Re: Online checksums verification in the backend

From: Michael Paquier <michael(at)paquier(dot)xyz>
To: Andres Freund <andres(at)anarazel(dot)de>
Cc: Robert Haas <robertmhaas(at)gmail(dot)com>, Julien Rouhaud <rjuju123(at)gmail(dot)com>, Justin Pryzby <pryzby(at)telsasoft(dot)com>, Masahiko Sawada <masahiko(dot)sawada(at)2ndquadrant(dot)com>, PostgreSQL Hackers <pgsql-hackers(at)lists(dot)postgresql(dot)org>, Masahiko Sawada <sawada(dot)mshk(at)gmail(dot)com>
Subject: Re: Online checksums verification in the backend
Date: 2020-11-03 09:46:12
Views: Raw Message | Whole Thread | Download mbox | Resend email
Lists: pgsql-hackers

On Mon, Nov 02, 2020 at 11:34:57AM -0800, Andres Freund wrote:
> On 2020-11-02 12:35:30 -0500, Robert Haas wrote:
>> On Thu, Oct 29, 2020 at 2:17 PM Andres Freund <andres(at)anarazel(dot)de> wrote:
>>> I think this needs to be quickly reworked or reverted.
> I think it's fairly clear by now that revert is appropriate for now.

Yep, that's clear.

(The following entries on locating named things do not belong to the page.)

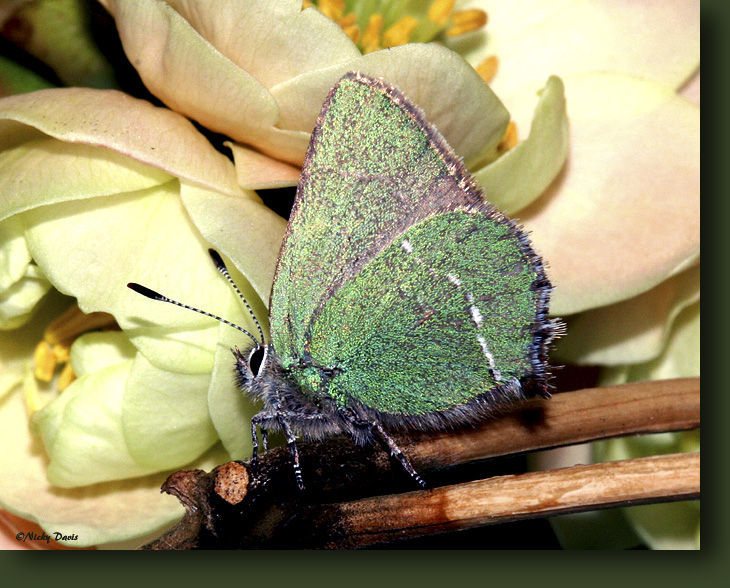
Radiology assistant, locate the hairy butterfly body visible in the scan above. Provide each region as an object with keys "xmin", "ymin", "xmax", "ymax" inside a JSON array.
[{"xmin": 128, "ymin": 73, "xmax": 559, "ymax": 487}]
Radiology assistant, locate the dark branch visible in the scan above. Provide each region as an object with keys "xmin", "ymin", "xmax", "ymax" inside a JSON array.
[{"xmin": 146, "ymin": 378, "xmax": 700, "ymax": 549}]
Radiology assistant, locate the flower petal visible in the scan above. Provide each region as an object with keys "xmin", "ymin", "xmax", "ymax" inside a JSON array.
[
  {"xmin": 22, "ymin": 181, "xmax": 250, "ymax": 373},
  {"xmin": 0, "ymin": 215, "xmax": 31, "ymax": 292},
  {"xmin": 99, "ymin": 0, "xmax": 309, "ymax": 163},
  {"xmin": 180, "ymin": 182, "xmax": 286, "ymax": 306},
  {"xmin": 518, "ymin": 74, "xmax": 700, "ymax": 314},
  {"xmin": 460, "ymin": 0, "xmax": 700, "ymax": 95},
  {"xmin": 169, "ymin": 0, "xmax": 360, "ymax": 88},
  {"xmin": 555, "ymin": 267, "xmax": 700, "ymax": 365},
  {"xmin": 474, "ymin": 76, "xmax": 568, "ymax": 214},
  {"xmin": 0, "ymin": 88, "xmax": 239, "ymax": 194},
  {"xmin": 32, "ymin": 354, "xmax": 160, "ymax": 488},
  {"xmin": 0, "ymin": 372, "xmax": 226, "ymax": 547},
  {"xmin": 0, "ymin": 265, "xmax": 51, "ymax": 329},
  {"xmin": 226, "ymin": 142, "xmax": 301, "ymax": 190},
  {"xmin": 601, "ymin": 302, "xmax": 700, "ymax": 386},
  {"xmin": 0, "ymin": 291, "xmax": 69, "ymax": 402},
  {"xmin": 117, "ymin": 354, "xmax": 218, "ymax": 468},
  {"xmin": 0, "ymin": 138, "xmax": 172, "ymax": 218},
  {"xmin": 271, "ymin": 43, "xmax": 509, "ymax": 166}
]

I'll deal with that tomorrow. That's more than a
simple rework.

>> I don't like this patch, either. In addition to what Andres mentioned,
>> CheckBuffer() is a completely-special case mechanism which can't be
>> reused by anything else. In particular, the amcheck for heap stuff
>> which I recently committed (866e24d47db1743dfcff5bd595b57e3a143f2cb1)
>> would really like a way to examine a buffer without risking an error
>> if PageIsVerified() should happen to fail, but this patch is of
>> absolutely no use in getting there, because CheckBuffer() doesn't give
>> the caller any way to access the contents of the buffer. It can only
>> do the checks that it knows how to do, and that's it. That doesn't
>> seem like a good design.
> Wouldn't this be better served by having a ReadBufferExtended() flag,
> preventing erroring out and zeroing the buffer? I'm not sure that
> handling both the case where the buffer contents need to be valid and
> the one where it doesn't will make for a good API.

If you grep for ReadBuffer_common() is some of the emails I sent.. I
was rather interested in something like that.

>> I don't like the fact that CheckBuffer() silently skips dirty buffers,
>> either. The comment should really say that it checks the state of a
>> buffer without loading it into shared buffers, except sometimes it
>> doesn't actually check it.
> Yea, I don't see a good reason for that either. There's reasons for
> dirty buffers that aren't WAL logged - so if the on-disk page is broken,
> a standby taken outside pg_basebackup would possibly still end up with a
> corrupt on-disk page. Similar with a crash restart.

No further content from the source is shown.